L’équipe de la docteure Morag désire maintenant développer un modèle in vitro en 3D de cancer du sein triple négatif, qui représente 15 à 20 % de tous les cancers du sein. Un cancer « triple négatif » signifie que la tumeur n’exprime pas de récepteur pour l’oestrogène, la progestérone ou le gène HER2, qui sont trois cibles thérapeutiques. Une proportion élevée des cancers HER2 résiste aussi aux traitements spécifiques.

Plus du tiers des femmes atteintes d’un cancer du sein triple négatif ne répondent pas bien au traitement parce que leurs cellules immunes ne parviennent pas à entrer en contact avec les cellules cancéreuses et à les éliminer.

La reconstitution in vitro de la tumeur permettrait de tester différents médicaments pour déterminer lequel serait le plus efficace. À terme, cette technologie pourrait mener à la découverte de nouvelles thérapies ciblées pour en finir avec ces cancers reconnus comme étant parmi les plus agressifs, qui touchent plus fréquemment des femmes jeunes (34 % des cas) et pour lesquels on dispose de peu d’options de traitement.

Intelligence artificielle

Le docteur Mark Basik, de l’Institut Lady Davis de l’Hôpital général juif, profitera d’un financement de 1,6 million sur trois ans pour étudier comment on pourrait utiliser l’intelligence artificielle pour prédire le besoin de chimiothérapie des patientes atteintes d’un cancer du sein.

La présence de tumeurs résiduelles chimiorésistantes à la suite d’une chirurgie entraîne le décès de 30 à 40 % des patientes atteintes de cancer du sein triple négatif au cours des cinq années suivant la chirurgie. Or, l’ajout d’une chimiothérapie supplémentaire entraîne une amélioration de la survie chez environ 15 % de ces patientes.

C’est donc dire que, même si ce second traitement est effectué dans l’espoir de réduire les chances de récidive, plus de 50 % des patientes à qui il est administré se porteraient bien sans cette chimiothérapie supplémentaire, et pourraient même ne pas en avoir besoin.

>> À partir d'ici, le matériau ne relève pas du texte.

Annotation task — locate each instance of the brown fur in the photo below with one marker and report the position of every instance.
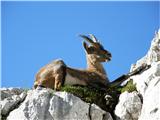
(54, 74)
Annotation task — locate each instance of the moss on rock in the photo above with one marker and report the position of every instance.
(130, 87)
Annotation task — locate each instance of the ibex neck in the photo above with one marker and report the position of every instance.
(95, 66)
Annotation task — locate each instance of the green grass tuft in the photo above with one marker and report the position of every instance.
(130, 87)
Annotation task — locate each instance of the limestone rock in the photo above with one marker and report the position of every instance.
(10, 98)
(46, 104)
(129, 106)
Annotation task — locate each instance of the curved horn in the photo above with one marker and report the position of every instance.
(87, 39)
(93, 37)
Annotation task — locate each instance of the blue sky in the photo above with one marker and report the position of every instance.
(35, 33)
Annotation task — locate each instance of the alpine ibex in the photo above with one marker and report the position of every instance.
(56, 73)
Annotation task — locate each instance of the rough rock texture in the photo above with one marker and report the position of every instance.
(10, 98)
(129, 106)
(46, 104)
(148, 83)
(148, 87)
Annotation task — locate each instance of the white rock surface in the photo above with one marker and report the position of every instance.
(10, 98)
(45, 104)
(129, 106)
(148, 86)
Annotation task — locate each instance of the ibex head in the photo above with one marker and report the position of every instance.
(95, 50)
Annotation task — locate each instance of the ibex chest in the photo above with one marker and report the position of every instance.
(73, 80)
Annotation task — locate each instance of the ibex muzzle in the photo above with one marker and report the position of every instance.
(56, 74)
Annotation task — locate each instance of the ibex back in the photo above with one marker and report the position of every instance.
(56, 74)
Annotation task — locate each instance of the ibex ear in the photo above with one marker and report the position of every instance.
(86, 47)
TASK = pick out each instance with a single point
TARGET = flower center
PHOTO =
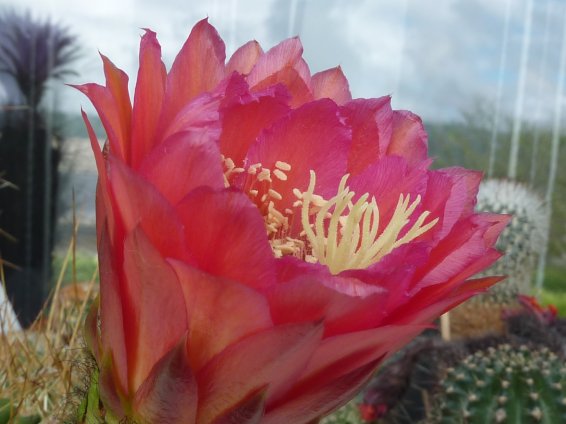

« On a une population de survivants qui se plaignent des effets secondaires (de la chimiothérapie), et ça c’est un progrès, a dit le docteur Nepveu. Dans les années 1990, quand vous surviviez, vous ne vous plaigniez pas. Mais aujourd’hui la population de survivants nous dit quels sont ses problèmes. […] Si on peut trouver des traitements qui sont plus doux, ou éviter des traitements inutiles, alors c’est un progrès. »

Mais il y a toujours une marge d’incertitude, et tout n’est pas toujours noir et blanc. C’est là qu’intervient l’équipe du docteur Basik, qui propose d’utiliser la puissance de l’intelligence artificielle pour déterminer avec une très grande précision, à partir d’échantillons sanguins et tumoraux, si un traitement de chimiothérapie supplémentaire sera inutile, évitant ainsi à celles qui peuvent l’éviter une exposition à la toxicité associée à ces traitements.

Nouveaux médicaments

Le docteur Nepveu, de McGill, et son collègue Michael Witcher, de l’Institut Lady Davis, pilotent quant à eux un projet pour développer de nouveaux médicaments contre les cancers du sein difficiles à traiter. Ils recevront 6,1 millions sur trois ans.

« Le but de la recherche est d’identifier des cibles thérapeutiques, c’est à dire des protéines qui sont essentielles à la survie des cellules cancéreuses, mais dont les cellules normales peuvent se passer », a expliqué le docteur Nepveu.

Les équipes des docteurs Nepveu et Witcher ont identifié et validé deux cibles thérapeutiques impliquées dans des aspects essentiels de la réparation de l’ADN, contre lesquelles il est possible de développer des médicaments. En d’autres mots, les chercheurs essaient de trouver des composés qui empêcheraient les tumeurs de réparer les dommages subis par leur ADN, ce à quoi elles excellent.

Des composés prometteurs seront maintenant validés et soumis à plusieurs rondes de modifications afin de les améliorer. Les meilleurs composés seront testés en milieu préclinique sur des cellules tumorales et des cellules normales, et des biomarqueurs seront développés afin de vérifier leur efficacité.

Ces marqueurs pourront aussi être utilisés pour sélectionner les patientes admissibles aux études cliniques de ces nouveaux composés et éventuellement bénéficier de ces nouveaux traitements ciblés, avec pour objectif ultime de meilleures chances de rémission.